Скакать на свету, видя дорогу, стало легче, и свежие кони неслись вровень с ветром. В Переяславль порешили не заезжать, уклонив на Берендеево. Усталость ночной скачки развеяло на холодном ветру. Быстрей! Быстрей! На подставах, перелезая из седла в седло, почти не задерживали. Ордынские неутомимые кони шли грунью, переходя в скок. Летела дорога, летело посторонь распуганное воронье, шарахались встречные возы. Мужики, узнавая своих, кричали что-то, порою махали шапками. Летела по сторонам золотая осень в теплом восковом великолепии горящих свечами дерев, в разноцветье далеких лесных островов по склонам, в мелькании голых пашен и скирд сжатого хлеба. Пролетали деревни, погосты, торговые рядки. Стаи птиц тянули в вышине, уходя в Орду от грядущей суровой зимы…

Лес то сжимал дорогу в объятиях своих, и тогда голые ветви хлестали его по лицу, то расступался и совсем отбежал, наконец, когда вереница неутомимо скачущих всадников вырвалась, близ Юрьева, в просторы владимирского ополья. Низило солнце, покоем дышали поля. Влажная черная земля крошилась под копытами, глушила топот коней.

В Юрьеве решили заночевать. (Юрьев был уже, почитай, свой город. Тихо-тихо отец таки прибрал это небольшое и хлебное княжество к рукам.) Спал Симеон без сновидений, проснулся еще в потемнях и тотчас велел седлать. Шестьдесят с лишним верст от Юрьева до Владимира проскакали за три часа, и к пабедью, наскоро приведя себя в порядок, уже въезжали в стольный град владимирской земли.

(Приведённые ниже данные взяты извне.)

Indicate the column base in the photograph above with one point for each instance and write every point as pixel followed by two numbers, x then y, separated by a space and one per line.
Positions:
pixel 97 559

Вздымались валы с почернелыми башнями. Гордо, как прежде, высились древние белокаменные соборы. Звонили колокола. Толпился народ в улицах. Симеон рассчитал верно: ханские послы уже ждали его на княжеском подворье.

Назавтра, первого октября, на память Покрова святой Богородицы, назначено было торжественное посажение нового великого князя на стол.

Михайлу Давыдовича, брата ярославского князя, Симеон принял в тот же день, вечером. Моложский князь, такой же лобастый и плотный, как и его старший брат, оказался, однако, значительно более робок. Усумнился, возможно ли ехать в Торжок тотчас, пока еще Симеона не посадили новгородцы у себя на столе. Пронзительно глядючи ему в очи, Симеон (в коем еще бушевала вчерашняя дорога, еще скакали кони и качалась и дыбилась земля) отмолвил, слегка раздувая ноздри, что московские борцы им уже усланы и князю, дабы возглавить дружину княжеборцев, надлежит скакать тотчас, лишь только состоит завтрашнее торжество. Давыдович, внимательней вглядевшись в очи сына Калиты, покивал головою согласно: «Коли так…» Пили мед, слуги подносили закуски. «Так!» – отмолвил Симеон. (Сейчас кожею чуял: надо им всем дать понять сразу же, что великий князь владимирский теперь он и Москва по-прежнему, как и при покойном родителе, намерена главенствовать в залесской земле.) Моложский князь все еще шарил взглядом по лицу Симеона, искал чего-то, может, робости или неуверенности в себе? Не нашел. Поклонился москвичу; приканчивая трапезу, обещал скакать в Торжок не умедлив.